The Winchester College Players’ performance of King Lear, a play in which the inner maelstrom of the king’s breaking mind finds reflection in the outer storms which flay his kingdom, was performed under threatening clouds on Wednesday, with waves to be heard crashing against the rocks at the base of the clifftop theatre.

It took little imagination to feel sympathy with the play’s half-naked protagonists, Lear and the seemingly-mad Edgar, as we shivered on the terraces and they stood in defiance of the elements.

Indeed the sound effects the company had laid on seemed of little avail, serving mainly to bookend the two halves of the play.

The players performed admirably, braving the elements in sometimes scanty attire (for the men at least) and even handling an overflying search and rescue helicopter with aplomb.

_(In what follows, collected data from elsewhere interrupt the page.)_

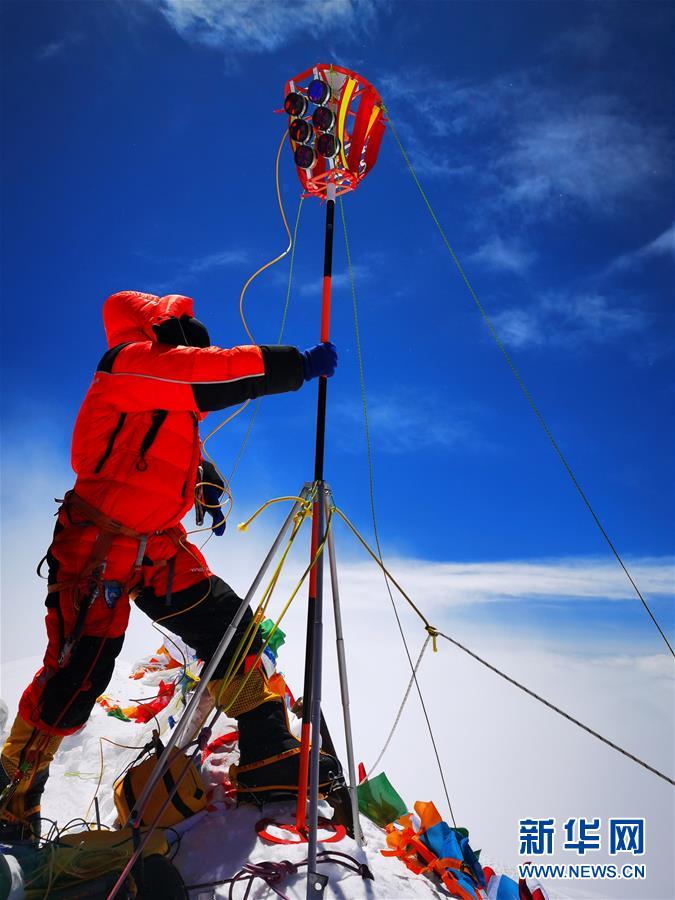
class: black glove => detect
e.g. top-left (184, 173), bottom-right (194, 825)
top-left (199, 459), bottom-right (226, 536)
top-left (301, 342), bottom-right (338, 381)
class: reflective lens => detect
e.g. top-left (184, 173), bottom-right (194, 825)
top-left (308, 79), bottom-right (330, 106)
top-left (288, 117), bottom-right (313, 144)
top-left (284, 92), bottom-right (308, 117)
top-left (312, 106), bottom-right (335, 131)
top-left (294, 144), bottom-right (317, 169)
top-left (316, 133), bottom-right (340, 159)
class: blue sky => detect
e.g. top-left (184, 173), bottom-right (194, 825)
top-left (1, 0), bottom-right (673, 659)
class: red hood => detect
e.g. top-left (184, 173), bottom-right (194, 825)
top-left (103, 291), bottom-right (196, 348)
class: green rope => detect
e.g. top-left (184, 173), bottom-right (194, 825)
top-left (339, 196), bottom-right (459, 829)
top-left (385, 112), bottom-right (674, 661)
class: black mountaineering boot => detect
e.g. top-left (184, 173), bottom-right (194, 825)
top-left (234, 699), bottom-right (343, 804)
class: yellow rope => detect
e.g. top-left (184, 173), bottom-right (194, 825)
top-left (239, 130), bottom-right (293, 344)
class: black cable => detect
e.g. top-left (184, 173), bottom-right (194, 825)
top-left (437, 628), bottom-right (675, 787)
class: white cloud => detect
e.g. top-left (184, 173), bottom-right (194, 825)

While Edgar was well played by Thomas Yarrow, he was overtopped by Jonny Taylor as his brother Edmund, seemingly crafted out of pure – yet rational – evil, a perfect picture of dissimulation.

The true star of the show was however Anna Tolputt’s fool: played with a hint of modernity, managing to make Shakespearean jokes funny to a modern audience, and with a bit of 21st century strut added to 18th century capering.

Although many wouldn’t associate Shakespearean tragedy with bawdy fun, the play also involved enough stage fighting, violence – and insults worthy of a medieval Malcolm Tucker – to stop it lagging across its two and a half hours.

While the star of any show at the Minack will inevitably be the stunning backdrop, the Winchester College Players have managed to carve out their niche in the theatres bedrock, bringing a shining performance to this little ring of Cornish granite.